Over 150 musicians, including some of the U.K.’s biggest rock stars, have signed a petition sent to the country’s prime minister, Boris Johnson, calling on the government to reform the way it pays songwriters with regard to streaming royalties.

Among the many British artists who support the campaign are Paul McCartney, Roger Daltrey, David Gilmour, Peter Gabriel, Sting, Mark Knopfler, Annie Lennox and Led Zeppelin‘s Jimmy Page, Robert Plant and John Paul Jones, as well as Stevie Nicks from the U.S.

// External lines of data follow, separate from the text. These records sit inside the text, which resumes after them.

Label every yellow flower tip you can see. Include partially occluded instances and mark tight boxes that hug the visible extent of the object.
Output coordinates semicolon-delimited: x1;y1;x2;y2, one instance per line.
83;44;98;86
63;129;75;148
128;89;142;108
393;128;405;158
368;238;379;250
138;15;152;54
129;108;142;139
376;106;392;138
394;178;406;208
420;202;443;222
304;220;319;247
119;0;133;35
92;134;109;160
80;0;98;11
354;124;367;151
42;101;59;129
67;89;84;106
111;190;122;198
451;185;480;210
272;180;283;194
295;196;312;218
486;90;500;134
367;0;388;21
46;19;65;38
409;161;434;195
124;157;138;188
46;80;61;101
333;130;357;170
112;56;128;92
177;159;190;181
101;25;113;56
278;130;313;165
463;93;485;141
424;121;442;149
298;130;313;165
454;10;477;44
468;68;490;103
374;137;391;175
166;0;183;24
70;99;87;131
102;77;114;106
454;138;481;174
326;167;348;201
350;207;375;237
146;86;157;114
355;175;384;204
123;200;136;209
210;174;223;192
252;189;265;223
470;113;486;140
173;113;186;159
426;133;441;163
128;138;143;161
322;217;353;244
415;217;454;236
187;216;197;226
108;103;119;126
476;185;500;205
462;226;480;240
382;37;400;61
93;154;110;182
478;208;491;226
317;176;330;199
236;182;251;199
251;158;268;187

The petition, which was organized by the U.K.-based Musician’s Union organization, charges that “[F]or too long, streaming platforms, record labels and other internet giants have exploited performers and creators without rewarding them fairly.” It seeks a change in the law that would “put the value of music back where it belongs — in the hands of music makers.”

The current copyright legislation was put in place in 1988, almost 20 years before the streaming platform Spotify was founded, and the petition claims it’s outdated and has allowed record labels to keep most of the money generated from streaming services, rather than distributing it more fairly to songwriters and musicians.

According to the BBC, the initiative launched by the Musician’s Union comes at a time when a parliamentary committee has been preparing a report on how money generated by major streaming services is being distributed.

Other artists who signed the letter include Kate Bush, Squeeze‘s Chris Difford, Boy George, The Moody BluesJustin Hayward, ex-Smiths guitarist Johnny Marr, Coldplay‘s Chris Martin, The Cure‘s Robert Smith and Duran Duran‘s John Taylor.